Chemicals, I can’t wait to return to you. Until then, here is a list of the substances I miss the most.
VICODIN
—Narcotics are bad. Except for the fact they produce a little something called euphoria. Listen, this drug is a highly addictive opioid that should be used only to manage moderate to severe pain. However, my definition of “pain” is a loose one. Is it painful to sit around pondering labor, the mysterious process of somehow squeezing a human head out of your va-jay-jay? Does it smart to look down the pike at childbirth, something most of us have only seen in movies (during which the woman sweats profusely, swears, wails, curses her husband and, let’s face it, dies half the time)? Speaking of death, does it hurt emotionally to ponder the absolute
end
of one’s identity? Is it a bit of an
ouchy
to imagine never going to the gym, the nail salon, or the therapist, without first scheduling a sitter? Does it ache to even hear yourself say the word “sitter”? If a future of pureeing yams to make your own baby food causes a throbbing in your very terrified soul, well, you are in moderate to severe pain. When pain-killers are prescribed “as needed,” I always feel “as needed” is a very fluid concept. Medicines are categorized in various ways as it pertains to their use during pregnancy. The FDA says Vicodin is a category C drug, meaning it is unknown whether it would be harmful to an unborn baby. Since there haven’t been adequate or well-controlled studies, since vitamin V is habit-forming and may depress the baby’s breathing if taken late in the third trimester, most doctors won’t sign off on this and neither will your conscience.

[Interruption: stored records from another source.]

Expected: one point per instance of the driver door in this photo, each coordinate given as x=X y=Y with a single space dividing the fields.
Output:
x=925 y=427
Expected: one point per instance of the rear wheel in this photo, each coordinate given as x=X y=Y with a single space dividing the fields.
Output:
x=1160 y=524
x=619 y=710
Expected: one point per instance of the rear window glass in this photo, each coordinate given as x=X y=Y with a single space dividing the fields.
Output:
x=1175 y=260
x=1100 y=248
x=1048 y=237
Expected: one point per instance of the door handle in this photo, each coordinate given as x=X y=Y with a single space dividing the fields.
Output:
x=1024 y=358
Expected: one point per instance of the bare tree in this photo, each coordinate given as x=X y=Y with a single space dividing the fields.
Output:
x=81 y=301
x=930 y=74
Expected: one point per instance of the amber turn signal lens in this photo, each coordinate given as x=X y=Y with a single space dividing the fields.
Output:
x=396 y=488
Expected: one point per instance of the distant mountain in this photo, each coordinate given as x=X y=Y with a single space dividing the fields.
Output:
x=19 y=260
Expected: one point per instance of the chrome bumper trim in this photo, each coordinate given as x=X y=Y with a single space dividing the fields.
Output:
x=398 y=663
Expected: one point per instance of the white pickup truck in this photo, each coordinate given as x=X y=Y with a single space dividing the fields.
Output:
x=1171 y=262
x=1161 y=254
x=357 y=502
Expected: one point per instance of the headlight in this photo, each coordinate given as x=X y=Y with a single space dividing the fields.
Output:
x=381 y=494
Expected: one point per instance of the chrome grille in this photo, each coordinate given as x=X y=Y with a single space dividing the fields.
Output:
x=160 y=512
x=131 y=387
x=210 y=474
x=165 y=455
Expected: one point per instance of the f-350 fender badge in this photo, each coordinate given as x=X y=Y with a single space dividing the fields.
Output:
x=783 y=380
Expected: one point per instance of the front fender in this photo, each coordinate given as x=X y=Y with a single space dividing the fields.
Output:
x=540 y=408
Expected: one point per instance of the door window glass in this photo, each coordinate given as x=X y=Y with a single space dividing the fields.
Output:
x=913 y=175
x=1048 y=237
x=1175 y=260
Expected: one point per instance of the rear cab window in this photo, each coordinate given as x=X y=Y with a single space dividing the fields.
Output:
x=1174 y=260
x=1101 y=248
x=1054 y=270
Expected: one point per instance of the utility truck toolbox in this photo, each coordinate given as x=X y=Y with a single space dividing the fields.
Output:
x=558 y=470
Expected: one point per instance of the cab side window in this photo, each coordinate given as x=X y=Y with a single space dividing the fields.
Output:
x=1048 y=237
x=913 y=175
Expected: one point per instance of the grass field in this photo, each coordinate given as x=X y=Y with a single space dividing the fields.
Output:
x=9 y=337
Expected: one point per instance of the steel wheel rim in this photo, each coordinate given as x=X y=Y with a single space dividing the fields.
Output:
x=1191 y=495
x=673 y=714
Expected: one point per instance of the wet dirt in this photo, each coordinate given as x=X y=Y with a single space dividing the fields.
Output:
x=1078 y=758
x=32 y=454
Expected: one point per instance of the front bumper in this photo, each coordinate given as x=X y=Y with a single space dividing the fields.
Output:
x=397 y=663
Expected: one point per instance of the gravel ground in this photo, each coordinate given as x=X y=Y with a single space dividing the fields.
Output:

Incidentally, any drug worth your time will probably be a category C, which should stand for “Could be fine but you’ll feel like a selfish baby maimer if it’s not.” Category B drugs are considered “probably safe,” and include such party favorites as Tylenol and Pepcid. We’ve all heard about those underground Pep/Ty raves. All the kids are rolling on P and T, saying
Screw E, we’re up in here with mild relief of muscle aches and almost no heartburn. Join us in this unfettered pleasure-fest. It’s a pharmaceutical bacchanal.
Even though Vicodin means I’m twenty minutes from the sense that all is right with the world, I’m off the junk.